I am a Research Associate in Accounting History at the University of Bristol and a PhD candidate in Accounting at the University of Portsmouth, where my thesis, Accounting as Imperial Governance: Financial Reporting, Disclosure, and Legitimacy in British, Belgian, and Portuguese Overseas Enterprise, c. 1890–1940, is due for submission in August 2027.

My research interrogates how accounting technologies—reserve structures, narrative disclosure, and financial reporting—operated as instruments of governance in overseas enterprise. Drawing on archival material from Europe, Latin America, and sub-Saharan Africa, I examine accounting choice under political risk, the construction of legitimacy through disclosure, and the role of accounting in colonial extraction. I hold a PhD in History from the University of Bristol and was previously a British Academy Postdoctoral Fellow at the University of Reading, where I was mentored by Professor Mark Casson.

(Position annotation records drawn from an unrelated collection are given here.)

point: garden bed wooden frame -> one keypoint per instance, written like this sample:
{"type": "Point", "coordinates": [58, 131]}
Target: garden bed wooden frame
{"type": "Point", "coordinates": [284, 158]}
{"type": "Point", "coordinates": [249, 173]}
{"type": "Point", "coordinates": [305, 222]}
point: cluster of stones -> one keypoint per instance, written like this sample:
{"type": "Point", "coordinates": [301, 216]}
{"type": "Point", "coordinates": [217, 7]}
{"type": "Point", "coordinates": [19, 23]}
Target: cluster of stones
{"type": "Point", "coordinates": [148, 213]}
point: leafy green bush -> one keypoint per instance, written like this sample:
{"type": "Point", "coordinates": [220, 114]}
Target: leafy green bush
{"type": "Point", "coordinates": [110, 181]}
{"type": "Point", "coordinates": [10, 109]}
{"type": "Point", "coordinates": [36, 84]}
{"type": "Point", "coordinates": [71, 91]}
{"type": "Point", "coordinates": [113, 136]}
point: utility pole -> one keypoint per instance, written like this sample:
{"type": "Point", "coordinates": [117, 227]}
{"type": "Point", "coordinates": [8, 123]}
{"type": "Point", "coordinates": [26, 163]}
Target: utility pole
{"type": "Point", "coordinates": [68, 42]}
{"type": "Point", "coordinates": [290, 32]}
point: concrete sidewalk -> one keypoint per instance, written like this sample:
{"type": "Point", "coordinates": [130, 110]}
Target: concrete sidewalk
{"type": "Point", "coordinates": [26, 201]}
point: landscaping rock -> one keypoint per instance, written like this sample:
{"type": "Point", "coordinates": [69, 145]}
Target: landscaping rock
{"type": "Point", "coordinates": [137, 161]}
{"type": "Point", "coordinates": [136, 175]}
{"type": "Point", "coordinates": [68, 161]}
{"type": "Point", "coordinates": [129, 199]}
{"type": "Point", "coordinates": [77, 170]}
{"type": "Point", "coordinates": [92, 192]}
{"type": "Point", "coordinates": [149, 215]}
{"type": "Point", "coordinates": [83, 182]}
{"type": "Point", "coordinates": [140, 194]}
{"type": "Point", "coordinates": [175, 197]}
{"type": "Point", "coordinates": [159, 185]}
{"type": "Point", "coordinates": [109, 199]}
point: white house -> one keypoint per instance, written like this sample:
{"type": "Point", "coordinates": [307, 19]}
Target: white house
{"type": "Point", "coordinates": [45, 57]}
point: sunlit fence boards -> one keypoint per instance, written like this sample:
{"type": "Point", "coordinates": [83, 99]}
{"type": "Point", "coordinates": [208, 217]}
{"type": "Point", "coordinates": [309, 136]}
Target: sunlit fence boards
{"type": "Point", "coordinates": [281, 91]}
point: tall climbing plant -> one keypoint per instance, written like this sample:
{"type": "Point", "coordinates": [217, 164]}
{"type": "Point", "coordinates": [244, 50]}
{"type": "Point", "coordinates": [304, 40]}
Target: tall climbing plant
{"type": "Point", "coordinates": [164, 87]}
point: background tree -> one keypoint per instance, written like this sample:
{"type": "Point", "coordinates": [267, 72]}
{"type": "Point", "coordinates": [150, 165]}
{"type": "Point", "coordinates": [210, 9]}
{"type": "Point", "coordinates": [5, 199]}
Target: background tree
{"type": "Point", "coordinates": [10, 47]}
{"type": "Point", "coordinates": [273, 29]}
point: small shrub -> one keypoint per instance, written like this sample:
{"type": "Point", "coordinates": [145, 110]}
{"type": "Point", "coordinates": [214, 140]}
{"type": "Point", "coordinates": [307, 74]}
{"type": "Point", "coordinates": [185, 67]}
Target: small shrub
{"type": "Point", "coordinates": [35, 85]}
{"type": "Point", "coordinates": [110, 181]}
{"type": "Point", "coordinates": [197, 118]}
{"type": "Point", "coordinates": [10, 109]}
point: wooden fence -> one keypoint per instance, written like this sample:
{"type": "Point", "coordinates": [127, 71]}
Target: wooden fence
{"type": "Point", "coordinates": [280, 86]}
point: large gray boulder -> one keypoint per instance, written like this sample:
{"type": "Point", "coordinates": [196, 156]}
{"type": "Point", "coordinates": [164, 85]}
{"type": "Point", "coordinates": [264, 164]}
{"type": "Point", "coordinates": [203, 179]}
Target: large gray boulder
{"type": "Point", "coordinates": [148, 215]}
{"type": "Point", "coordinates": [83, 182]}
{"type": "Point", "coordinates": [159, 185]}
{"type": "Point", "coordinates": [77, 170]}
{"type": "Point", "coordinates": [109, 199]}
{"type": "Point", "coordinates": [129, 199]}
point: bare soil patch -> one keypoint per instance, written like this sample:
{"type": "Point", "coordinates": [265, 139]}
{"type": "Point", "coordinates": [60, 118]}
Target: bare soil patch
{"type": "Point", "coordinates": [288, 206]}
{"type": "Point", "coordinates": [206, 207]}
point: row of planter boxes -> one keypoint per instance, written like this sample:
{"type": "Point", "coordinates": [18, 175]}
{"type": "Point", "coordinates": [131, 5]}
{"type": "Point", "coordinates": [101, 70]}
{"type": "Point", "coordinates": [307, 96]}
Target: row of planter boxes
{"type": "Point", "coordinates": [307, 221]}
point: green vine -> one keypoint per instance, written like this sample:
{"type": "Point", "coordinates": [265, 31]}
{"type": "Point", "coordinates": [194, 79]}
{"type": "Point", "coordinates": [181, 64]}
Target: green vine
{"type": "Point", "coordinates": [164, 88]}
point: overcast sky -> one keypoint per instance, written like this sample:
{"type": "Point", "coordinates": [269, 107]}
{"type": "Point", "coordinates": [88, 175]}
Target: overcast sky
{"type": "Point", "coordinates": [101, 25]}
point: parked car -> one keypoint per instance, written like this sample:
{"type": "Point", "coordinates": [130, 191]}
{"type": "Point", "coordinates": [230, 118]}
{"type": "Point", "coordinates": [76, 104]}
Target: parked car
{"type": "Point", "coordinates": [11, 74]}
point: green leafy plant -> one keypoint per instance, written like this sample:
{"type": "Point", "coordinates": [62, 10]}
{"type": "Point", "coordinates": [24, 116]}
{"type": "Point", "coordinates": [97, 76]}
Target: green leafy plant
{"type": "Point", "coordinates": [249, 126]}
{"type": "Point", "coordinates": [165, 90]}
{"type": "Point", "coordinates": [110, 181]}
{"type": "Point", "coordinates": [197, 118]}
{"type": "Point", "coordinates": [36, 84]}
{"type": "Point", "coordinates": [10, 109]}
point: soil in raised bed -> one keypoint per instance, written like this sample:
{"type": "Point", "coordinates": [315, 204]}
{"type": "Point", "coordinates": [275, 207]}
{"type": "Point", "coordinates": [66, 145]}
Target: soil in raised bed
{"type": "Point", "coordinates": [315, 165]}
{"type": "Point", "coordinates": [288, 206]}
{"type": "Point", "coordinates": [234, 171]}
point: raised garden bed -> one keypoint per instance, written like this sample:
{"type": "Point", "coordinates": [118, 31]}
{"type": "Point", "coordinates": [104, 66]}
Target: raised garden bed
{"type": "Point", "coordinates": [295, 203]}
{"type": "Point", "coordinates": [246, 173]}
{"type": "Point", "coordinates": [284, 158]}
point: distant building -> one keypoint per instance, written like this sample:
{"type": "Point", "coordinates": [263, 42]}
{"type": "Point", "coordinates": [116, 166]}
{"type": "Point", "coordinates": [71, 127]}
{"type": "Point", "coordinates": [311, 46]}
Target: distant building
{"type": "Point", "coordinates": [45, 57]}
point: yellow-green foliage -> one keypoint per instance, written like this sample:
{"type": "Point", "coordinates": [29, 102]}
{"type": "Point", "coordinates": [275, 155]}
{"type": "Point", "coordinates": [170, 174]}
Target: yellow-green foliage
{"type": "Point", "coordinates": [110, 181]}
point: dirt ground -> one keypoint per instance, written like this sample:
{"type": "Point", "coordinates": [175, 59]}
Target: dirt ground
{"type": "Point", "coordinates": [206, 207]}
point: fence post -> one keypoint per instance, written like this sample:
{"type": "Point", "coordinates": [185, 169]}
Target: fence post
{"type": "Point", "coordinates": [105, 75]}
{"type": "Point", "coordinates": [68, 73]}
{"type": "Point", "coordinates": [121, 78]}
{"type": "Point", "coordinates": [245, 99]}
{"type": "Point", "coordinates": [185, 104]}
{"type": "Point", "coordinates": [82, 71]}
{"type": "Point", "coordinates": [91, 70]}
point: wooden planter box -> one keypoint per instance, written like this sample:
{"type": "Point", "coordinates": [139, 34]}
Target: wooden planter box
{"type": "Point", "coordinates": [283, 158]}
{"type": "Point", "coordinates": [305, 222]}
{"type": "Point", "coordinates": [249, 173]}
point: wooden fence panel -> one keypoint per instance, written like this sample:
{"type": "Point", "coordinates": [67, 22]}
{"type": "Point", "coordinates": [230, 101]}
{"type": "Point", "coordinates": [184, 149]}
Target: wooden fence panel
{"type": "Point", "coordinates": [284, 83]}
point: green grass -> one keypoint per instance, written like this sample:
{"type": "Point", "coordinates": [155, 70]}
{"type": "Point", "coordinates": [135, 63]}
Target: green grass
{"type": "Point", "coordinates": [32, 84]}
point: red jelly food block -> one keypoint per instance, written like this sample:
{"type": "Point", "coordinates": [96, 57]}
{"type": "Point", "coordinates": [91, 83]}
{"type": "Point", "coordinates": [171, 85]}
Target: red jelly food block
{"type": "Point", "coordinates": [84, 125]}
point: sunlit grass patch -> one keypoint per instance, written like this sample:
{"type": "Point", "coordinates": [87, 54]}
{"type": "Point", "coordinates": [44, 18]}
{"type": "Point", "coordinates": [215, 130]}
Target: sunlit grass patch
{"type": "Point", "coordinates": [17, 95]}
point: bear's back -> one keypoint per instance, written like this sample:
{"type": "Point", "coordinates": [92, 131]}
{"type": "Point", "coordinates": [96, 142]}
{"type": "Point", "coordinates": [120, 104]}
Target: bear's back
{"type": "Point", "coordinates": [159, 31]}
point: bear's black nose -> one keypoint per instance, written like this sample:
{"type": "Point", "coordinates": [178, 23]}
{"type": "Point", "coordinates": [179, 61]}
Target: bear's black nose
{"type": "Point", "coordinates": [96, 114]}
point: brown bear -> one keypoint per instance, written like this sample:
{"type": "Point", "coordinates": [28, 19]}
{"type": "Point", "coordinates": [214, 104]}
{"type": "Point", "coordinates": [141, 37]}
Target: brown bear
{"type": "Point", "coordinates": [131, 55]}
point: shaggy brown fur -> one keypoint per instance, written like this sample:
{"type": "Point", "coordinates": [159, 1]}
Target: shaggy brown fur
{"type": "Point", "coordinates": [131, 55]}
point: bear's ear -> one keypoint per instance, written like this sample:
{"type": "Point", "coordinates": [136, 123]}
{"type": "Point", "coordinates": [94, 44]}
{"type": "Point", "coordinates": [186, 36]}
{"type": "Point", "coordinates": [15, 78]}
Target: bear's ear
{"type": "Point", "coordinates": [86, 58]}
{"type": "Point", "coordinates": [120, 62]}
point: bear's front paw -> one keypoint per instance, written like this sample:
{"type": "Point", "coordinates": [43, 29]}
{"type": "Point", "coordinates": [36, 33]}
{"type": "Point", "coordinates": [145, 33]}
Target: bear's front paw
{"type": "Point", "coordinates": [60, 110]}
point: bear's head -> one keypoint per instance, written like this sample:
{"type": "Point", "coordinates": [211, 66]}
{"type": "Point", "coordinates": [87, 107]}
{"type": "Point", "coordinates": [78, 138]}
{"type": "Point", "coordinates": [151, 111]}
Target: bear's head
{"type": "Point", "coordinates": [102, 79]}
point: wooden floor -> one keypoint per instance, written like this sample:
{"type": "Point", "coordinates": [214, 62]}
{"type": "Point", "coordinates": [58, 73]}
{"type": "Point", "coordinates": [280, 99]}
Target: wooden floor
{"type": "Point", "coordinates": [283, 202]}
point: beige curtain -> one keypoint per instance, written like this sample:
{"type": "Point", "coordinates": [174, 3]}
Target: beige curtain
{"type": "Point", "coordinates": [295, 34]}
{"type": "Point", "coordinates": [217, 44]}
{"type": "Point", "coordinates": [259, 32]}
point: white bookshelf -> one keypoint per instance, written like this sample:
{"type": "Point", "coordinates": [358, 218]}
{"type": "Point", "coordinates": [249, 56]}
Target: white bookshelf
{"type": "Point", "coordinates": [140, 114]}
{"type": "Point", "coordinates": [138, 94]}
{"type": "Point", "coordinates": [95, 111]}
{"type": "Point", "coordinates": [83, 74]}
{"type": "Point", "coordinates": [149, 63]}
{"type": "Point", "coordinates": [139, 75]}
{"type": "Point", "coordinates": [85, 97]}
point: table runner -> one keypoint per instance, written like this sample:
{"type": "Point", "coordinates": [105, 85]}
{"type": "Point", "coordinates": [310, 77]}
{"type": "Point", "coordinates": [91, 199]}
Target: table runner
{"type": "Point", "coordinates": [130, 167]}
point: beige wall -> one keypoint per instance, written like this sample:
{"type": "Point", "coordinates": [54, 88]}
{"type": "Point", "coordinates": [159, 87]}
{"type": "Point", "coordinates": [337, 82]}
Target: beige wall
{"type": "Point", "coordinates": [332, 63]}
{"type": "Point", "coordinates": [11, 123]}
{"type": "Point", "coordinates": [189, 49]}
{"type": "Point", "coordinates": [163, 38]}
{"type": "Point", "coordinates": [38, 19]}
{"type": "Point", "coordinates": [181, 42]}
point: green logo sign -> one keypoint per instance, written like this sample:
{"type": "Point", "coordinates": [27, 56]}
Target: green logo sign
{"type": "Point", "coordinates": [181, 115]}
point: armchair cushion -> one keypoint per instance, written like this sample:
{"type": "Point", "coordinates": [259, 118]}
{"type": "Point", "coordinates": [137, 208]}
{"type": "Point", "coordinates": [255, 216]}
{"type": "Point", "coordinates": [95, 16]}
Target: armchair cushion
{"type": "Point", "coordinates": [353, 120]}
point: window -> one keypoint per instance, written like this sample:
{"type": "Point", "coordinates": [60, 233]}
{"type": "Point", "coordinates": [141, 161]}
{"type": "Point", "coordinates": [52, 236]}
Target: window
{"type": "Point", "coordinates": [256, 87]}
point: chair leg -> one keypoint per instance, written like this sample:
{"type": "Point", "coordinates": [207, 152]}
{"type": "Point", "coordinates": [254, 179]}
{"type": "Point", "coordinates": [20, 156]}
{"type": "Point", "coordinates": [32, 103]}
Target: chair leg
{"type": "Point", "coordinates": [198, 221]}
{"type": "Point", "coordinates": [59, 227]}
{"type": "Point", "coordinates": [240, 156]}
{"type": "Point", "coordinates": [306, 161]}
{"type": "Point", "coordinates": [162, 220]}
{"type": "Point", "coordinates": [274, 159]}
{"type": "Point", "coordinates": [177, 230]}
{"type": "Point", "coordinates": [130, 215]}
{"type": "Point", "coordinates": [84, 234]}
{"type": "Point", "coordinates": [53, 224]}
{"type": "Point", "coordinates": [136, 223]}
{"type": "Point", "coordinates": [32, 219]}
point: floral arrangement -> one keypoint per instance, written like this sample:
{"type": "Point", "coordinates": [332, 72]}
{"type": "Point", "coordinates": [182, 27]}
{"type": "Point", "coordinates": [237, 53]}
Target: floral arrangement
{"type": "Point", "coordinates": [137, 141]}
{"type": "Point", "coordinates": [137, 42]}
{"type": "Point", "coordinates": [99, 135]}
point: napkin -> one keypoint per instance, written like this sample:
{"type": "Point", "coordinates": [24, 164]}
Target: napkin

My work has appeared in Accounting History, Accounting History Review (R&R), Business History Review, The Economic History Review, Enterprise & Society, and Business History.

Selected work

Forthcoming · Accounting History

Profiting from the Wage Gap

Accounting, race, and extraction in the Northern Rhodesian Copperbelt, 1931–39.

In Review · Accounting Historians Journal

Accounting for Political Risk

Reserve structures and capital portability in British railways in Colombia, 1904–1929.

R&R · Accounting History Review

Accounting for “Railway Imperialism”

The Beira Railway Act of 1914.

Primary Source · Bilingual Transcription

Union Minière du Haut-Katanga, 1933

Full bilingual transcription (French/English) of the 1933 Board of Directors’ report. Source for the Copperbelt paper.

Digital Humanities

FolioScribe

AI-assisted handwritten text recognition for historians, archivists, and genealogists.

2025 · Business History Review

Finding El Dorado

The rise and fall of the Jenks business group in Colombia, 1899–1929.